Firstly, if we expect higher volatility due to more geopolitical distress, riskier assets should demand a higher risk premium. To incorporate this adjustment, asset prices need to fall.

Secondly, if populism rises, not only debt levels tend to increase but also protectionism and sanctions. Higher debt levels usually lead to higher interest rates, because at one point, the risk for default rises. Besides, sanctions and protectionism lead to higher prices, because competition is not able to unfold at a global level. This development usually leads to higher inflation rates. If inflation rises and so does debt, interest rates need to be higher as well. Otherwise, you erode the purchasing power of your capital. Both factors are not positive for asset prices, as future cashflows will be discounted by higher rates.

Thirdly, economic growth can rise at first, but decline later. Sanctions and protectionism are called "beggar-thy-neighbour" policies, because your gain is someone elses' loss.

Lastly, global growth will suffer. The less we collaborate on a global scale, the less we promote the free movement of people, the less progress we will see. Sure, we might see a race between superpowers like we did with space exploration. Just with artificial intelligence and robotics.

However, if technological advances like this can easily lead to mass unemployment, I am not so sure if the overall effects will be solely positive.

What can you do today?

First and foremost, we should not give in to populists. We should try to work together instead of against each other. We must fight for peace. At all costs.

However, it pays to be prepared.

When it comes to your portfolio — think of assets which will suffer when higher interest rates are here to stay. Growth stocks, like the beloved tech stocks derive most of their value from expected cash flows in the future. If those cash flows will be discounted by a higher rate (risk free rate + risk premium), these cash flows will be smaller today. And so will be the value of those companies. Thus, diversify a little.

Take a look at other sectors, which will continue to do well even when global trade takes a hit. Just think about consumer staples, healthcare and so on. Focus on stable growth, manageable debt and solid cash flow.

Of course, defense companies are a great pick, too. However, they are quite highly valued at the moment. As modern warfare focuses on cyber attacks as well, cyber security will definitely be important, too.

What else? Diversification does not end within one asset class or currency. Consider diversifying on a global level as well. As the world becomes more fragmented, we do not know who will be next winner or loser. So don't gamble and invest global. However, be prepared to take some hits as sanctions can easily make a country un-investable.

On top of that, try adding some other asset classes. Gold is a safe heaven asset, which tends to perform well when markets are in distress. Industrial materials are currently trending downwards, because global manufacturing is suffering. However, soft and agricultural commodities like coffee, wheat and rice could be interesting over the next years. Why? Just combine sanctions with negative effects of global warming and you get some serious supply issues. And that causes prices to increase.

Sorry for being a little pessimistic here. But like I wrote — let's hope for the best but expect the wost.

Good luck & take care.

Disclaimer: The views in this article are the author's personal views. This commentary is provided for general informational purposes only.

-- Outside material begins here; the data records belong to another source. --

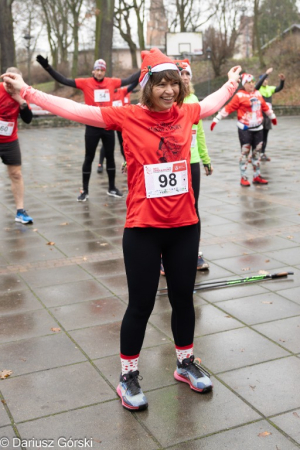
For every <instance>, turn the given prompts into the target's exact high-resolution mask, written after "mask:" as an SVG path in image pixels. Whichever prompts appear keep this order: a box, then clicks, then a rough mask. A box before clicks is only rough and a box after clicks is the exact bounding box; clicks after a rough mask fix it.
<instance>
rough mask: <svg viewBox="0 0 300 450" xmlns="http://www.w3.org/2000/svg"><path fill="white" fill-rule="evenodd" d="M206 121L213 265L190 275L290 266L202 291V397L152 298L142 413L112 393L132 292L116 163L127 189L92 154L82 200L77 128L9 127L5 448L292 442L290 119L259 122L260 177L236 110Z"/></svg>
mask: <svg viewBox="0 0 300 450" xmlns="http://www.w3.org/2000/svg"><path fill="white" fill-rule="evenodd" d="M209 125H210V122H208V121H207V122H204V128H205V131H206V136H207V141H208V146H209V150H210V155H211V158H212V162H213V166H214V169H215V170H214V173H213V175H212V176H211V177H205V176H202V182H201V195H200V202H199V204H200V212H201V218H202V240H201V250H202V251H203V255H204V257H205V259H206V260H207V261H208V262H209V263H210V270H209V271H207V272H203V273H198V274H197V282H207V281H214V280H221V279H224V280H231V279H235V278H240V277H245V276H248V275H250V274H251V275H252V274H253V275H254V274H255V275H257V274H258V273H259V272H260V271H264V272H267V273H275V272H282V271H292V272H294V275H293V276H289V277H288V278H284V279H280V280H271V281H265V282H260V283H256V284H250V285H249V284H247V285H243V286H234V287H226V288H219V289H206V290H203V291H201V292H200V291H197V293H196V294H195V297H194V298H195V306H196V317H197V322H196V330H195V354H196V356H199V357H201V358H202V361H203V364H204V365H205V367H206V368H207V369H208V370H209V371H210V372H211V373H212V379H213V383H214V390H213V392H212V393H209V394H205V395H201V394H196V393H194V392H192V391H191V390H190V389H189V387H188V385H186V384H183V383H178V382H176V381H175V380H174V378H173V371H174V369H175V352H174V345H173V343H172V334H171V330H170V306H169V303H168V300H167V297H157V302H156V305H155V308H154V311H153V314H152V316H151V318H150V321H149V326H148V328H147V334H146V338H145V342H144V347H143V350H142V353H141V357H140V372H141V375H142V376H143V380H142V381H141V386H142V387H143V390H144V391H145V393H146V395H147V397H148V401H149V409H148V410H147V411H144V412H140V413H130V412H128V411H126V410H124V409H123V408H122V407H121V404H120V400H119V398H118V397H117V395H116V392H115V388H116V385H117V383H118V378H119V372H120V361H119V329H120V322H121V320H122V317H123V314H124V311H125V309H126V304H127V287H126V278H125V273H124V264H123V259H122V249H121V241H122V232H123V225H124V218H125V213H126V204H125V196H126V179H125V177H124V176H123V175H122V174H121V173H118V176H117V187H118V188H120V189H122V190H123V191H124V194H125V195H124V198H123V199H116V198H111V197H108V196H107V195H106V191H107V177H106V174H105V173H104V174H101V175H99V174H97V172H96V169H97V164H96V162H95V163H94V167H93V174H92V179H91V187H90V199H89V201H88V202H86V203H78V202H77V201H76V198H77V196H78V194H79V189H80V183H81V181H80V180H81V165H82V161H83V147H84V128H83V127H76V128H55V129H34V130H33V129H32V130H23V131H21V132H20V141H21V148H22V153H23V173H24V177H25V183H26V203H25V205H26V208H28V211H29V214H30V215H31V216H32V217H33V218H34V224H33V225H31V226H24V225H21V224H15V223H14V212H15V211H14V204H13V198H12V194H11V191H10V187H9V183H8V180H7V178H6V171H5V168H4V167H2V168H1V172H0V186H1V199H0V211H1V225H0V294H1V302H0V371H1V370H11V371H12V374H11V375H10V376H9V377H8V378H5V379H3V380H0V396H1V401H2V403H0V405H1V406H0V438H3V437H7V438H8V439H9V444H8V446H6V447H5V445H6V443H7V442H6V441H5V440H4V441H3V440H2V441H1V439H0V448H1V445H2V447H3V448H8V449H14V448H20V445H19V443H20V441H18V439H15V440H13V438H14V437H15V438H16V437H18V438H21V439H23V440H24V441H23V448H26V447H29V446H30V445H29V444H30V441H29V440H31V448H47V446H48V448H55V449H59V448H79V447H81V448H90V446H91V443H92V448H99V449H110V450H114V449H122V450H123V449H133V450H154V449H167V448H168V449H172V450H200V449H201V450H220V449H222V450H224V449H228V450H229V449H230V450H242V449H243V450H257V449H262V450H292V449H296V448H300V376H299V374H300V193H299V191H300V173H299V162H300V155H299V125H300V117H280V119H279V124H278V126H277V127H274V129H273V130H272V131H271V132H270V134H269V145H268V154H269V155H270V156H271V159H272V161H271V162H265V163H262V170H261V173H262V175H263V177H265V178H267V179H268V180H269V184H268V186H263V187H261V186H253V185H251V187H250V188H242V187H241V186H240V184H239V181H240V180H239V169H238V159H239V143H238V138H237V131H236V125H235V121H233V120H224V121H222V122H221V123H219V124H218V126H217V127H216V129H215V131H214V132H213V133H211V132H210V131H209ZM116 155H117V158H116V159H117V164H118V166H120V165H121V156H120V154H119V152H118V151H117V150H116ZM249 172H250V169H249ZM145 257H146V255H145ZM160 286H161V287H163V286H165V281H164V279H162V280H161V282H160ZM145 289H147V287H146V286H145ZM59 438H61V439H60V440H59ZM70 438H72V439H73V441H72V440H69V441H68V439H70ZM76 438H77V439H81V440H82V441H81V443H82V445H80V443H79V442H77V444H76V442H75V441H74V439H76ZM84 438H86V439H87V441H85V442H84V441H83V440H84ZM41 439H44V440H45V441H44V444H45V445H42V444H43V442H41V441H40V440H41ZM91 439H92V441H91ZM51 440H53V445H52V441H51Z"/></svg>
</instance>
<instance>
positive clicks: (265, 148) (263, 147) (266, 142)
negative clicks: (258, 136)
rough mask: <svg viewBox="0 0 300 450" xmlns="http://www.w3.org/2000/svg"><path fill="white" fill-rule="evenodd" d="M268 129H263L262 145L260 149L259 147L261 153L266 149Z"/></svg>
mask: <svg viewBox="0 0 300 450" xmlns="http://www.w3.org/2000/svg"><path fill="white" fill-rule="evenodd" d="M269 131H270V130H266V129H265V128H264V129H263V146H262V149H261V152H262V153H265V151H266V146H267V143H268V134H269Z"/></svg>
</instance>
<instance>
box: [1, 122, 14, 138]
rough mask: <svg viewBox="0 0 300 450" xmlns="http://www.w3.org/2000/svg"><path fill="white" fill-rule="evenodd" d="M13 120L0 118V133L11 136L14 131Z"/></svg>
mask: <svg viewBox="0 0 300 450" xmlns="http://www.w3.org/2000/svg"><path fill="white" fill-rule="evenodd" d="M14 125H15V123H14V122H4V121H2V120H0V135H1V136H11V135H12V133H13V131H14Z"/></svg>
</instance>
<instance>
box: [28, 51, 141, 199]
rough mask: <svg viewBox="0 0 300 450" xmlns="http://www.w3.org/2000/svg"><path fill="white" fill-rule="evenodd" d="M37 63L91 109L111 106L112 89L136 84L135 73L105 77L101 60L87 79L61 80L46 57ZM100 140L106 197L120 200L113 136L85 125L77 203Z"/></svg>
mask: <svg viewBox="0 0 300 450" xmlns="http://www.w3.org/2000/svg"><path fill="white" fill-rule="evenodd" d="M36 59H37V61H38V62H39V63H40V64H41V66H42V67H43V68H44V69H45V70H46V71H47V72H48V73H49V74H50V75H51V76H52V77H53V78H54V79H55V80H56V81H58V82H59V83H61V84H64V85H65V86H71V87H74V88H77V89H81V90H82V91H83V94H84V101H85V103H86V104H87V105H93V106H101V107H102V106H112V102H113V95H114V91H115V89H118V88H120V87H121V86H126V85H127V84H130V83H133V82H134V81H135V80H136V81H138V77H139V72H137V73H135V74H133V75H131V76H130V77H128V78H126V79H121V78H109V77H106V76H105V72H106V63H105V61H104V60H103V59H98V60H97V61H95V63H94V68H93V71H92V74H93V77H90V78H75V79H74V80H73V79H69V78H65V77H64V76H63V75H61V74H60V73H58V72H57V71H56V70H54V69H53V68H52V67H51V66H50V64H49V63H48V58H43V56H41V55H38V56H37V58H36ZM100 139H101V140H102V143H103V146H104V148H105V155H106V162H107V164H106V171H107V175H108V191H107V195H110V196H112V197H119V198H120V197H122V196H123V194H122V193H121V192H120V191H119V189H117V188H116V186H115V176H116V165H115V158H114V149H115V134H114V132H113V131H111V130H109V131H108V130H105V129H103V128H98V127H93V126H89V125H87V126H86V131H85V158H84V162H83V165H82V186H83V187H82V191H81V194H80V195H79V197H78V198H77V201H79V202H85V201H86V200H87V199H88V198H89V182H90V177H91V172H92V163H93V161H94V158H95V153H96V149H97V145H98V143H99V141H100Z"/></svg>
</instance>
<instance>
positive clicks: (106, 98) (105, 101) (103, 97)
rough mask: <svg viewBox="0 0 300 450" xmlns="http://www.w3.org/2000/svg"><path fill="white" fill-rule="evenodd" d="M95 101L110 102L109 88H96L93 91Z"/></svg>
mask: <svg viewBox="0 0 300 450" xmlns="http://www.w3.org/2000/svg"><path fill="white" fill-rule="evenodd" d="M94 101H95V102H110V94H109V89H96V90H95V91H94Z"/></svg>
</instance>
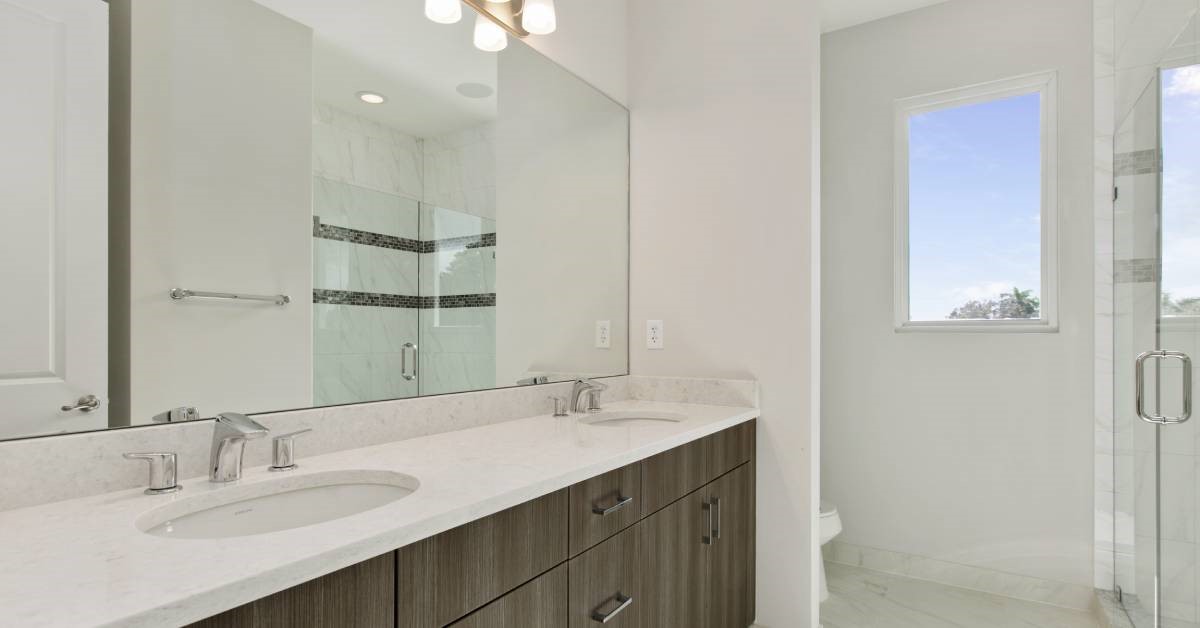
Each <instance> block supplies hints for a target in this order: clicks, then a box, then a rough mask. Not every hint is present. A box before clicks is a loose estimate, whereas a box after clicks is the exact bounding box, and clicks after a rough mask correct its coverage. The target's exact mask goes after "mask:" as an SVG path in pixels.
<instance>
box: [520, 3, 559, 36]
mask: <svg viewBox="0 0 1200 628" xmlns="http://www.w3.org/2000/svg"><path fill="white" fill-rule="evenodd" d="M521 25H522V26H524V29H526V30H528V31H529V32H532V34H534V35H550V34H551V32H554V30H556V29H557V28H558V16H557V14H554V0H526V1H524V7H522V10H521Z"/></svg>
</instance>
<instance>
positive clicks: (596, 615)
mask: <svg viewBox="0 0 1200 628" xmlns="http://www.w3.org/2000/svg"><path fill="white" fill-rule="evenodd" d="M613 599H614V600H617V604H618V605H617V608H616V609H612V610H611V611H608V612H600V609H596V610H594V611H592V620H593V621H598V622H600V623H608V622H611V621H612V620H613V617H616V616H618V615H620V611H623V610H625V609H628V608H629V605H630V604H632V603H634V598H632V597H630V596H623V594H620V593H619V592H618V593H617V597H614V598H613ZM605 604H607V602H605ZM601 606H604V604H601Z"/></svg>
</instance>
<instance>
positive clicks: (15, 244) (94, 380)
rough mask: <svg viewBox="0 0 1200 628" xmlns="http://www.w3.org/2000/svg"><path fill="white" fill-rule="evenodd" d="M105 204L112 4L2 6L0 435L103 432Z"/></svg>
mask: <svg viewBox="0 0 1200 628" xmlns="http://www.w3.org/2000/svg"><path fill="white" fill-rule="evenodd" d="M107 208H108V5H107V4H106V2H103V1H102V0H0V221H2V222H0V234H2V237H0V438H12V437H18V436H30V435H35V433H53V432H61V431H74V430H86V429H100V427H104V426H107V424H108V420H107V406H108V399H107V396H108V376H107V367H108V337H107V336H108V210H107ZM88 395H94V396H96V397H97V400H98V407H96V408H95V409H91V411H89V412H84V411H83V409H82V408H80V409H68V411H64V409H61V408H62V407H64V406H74V405H76V403H77V401H78V400H79V399H80V397H85V396H88Z"/></svg>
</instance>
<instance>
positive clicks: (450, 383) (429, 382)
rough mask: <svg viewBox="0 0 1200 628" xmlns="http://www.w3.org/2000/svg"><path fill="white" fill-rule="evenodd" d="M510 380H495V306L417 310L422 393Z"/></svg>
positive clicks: (503, 384)
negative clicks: (417, 315)
mask: <svg viewBox="0 0 1200 628" xmlns="http://www.w3.org/2000/svg"><path fill="white" fill-rule="evenodd" d="M514 384H516V382H497V381H496V307H442V309H434V310H422V311H421V393H422V394H426V395H437V394H444V393H457V391H460V390H478V389H480V388H491V387H496V385H514Z"/></svg>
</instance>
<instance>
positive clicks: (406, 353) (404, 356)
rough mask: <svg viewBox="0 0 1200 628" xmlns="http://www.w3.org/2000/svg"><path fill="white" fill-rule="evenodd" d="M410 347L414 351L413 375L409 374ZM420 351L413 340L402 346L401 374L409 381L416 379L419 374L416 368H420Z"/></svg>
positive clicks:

It does not constitute financial, investment, tax, legal, or accounting advice, nor does it constitute an offer or solicitation to buy or sell any securities referred to. Individual circumstances and current events are critical to sound investment planning; anyone wishing to act on this article should consult with their advisor. The information provided in this article has been obtained from sources believed to be reliable and is believed to be accurate at the time of publishing, but we do not represent that it is accurate or complete, and it should not be relied upon as such. Investing in stocks, bonds, exchange-traded funds, currencies, and commodities involves the risk of loss. Their values change frequently, and past performance is not indicative of future success.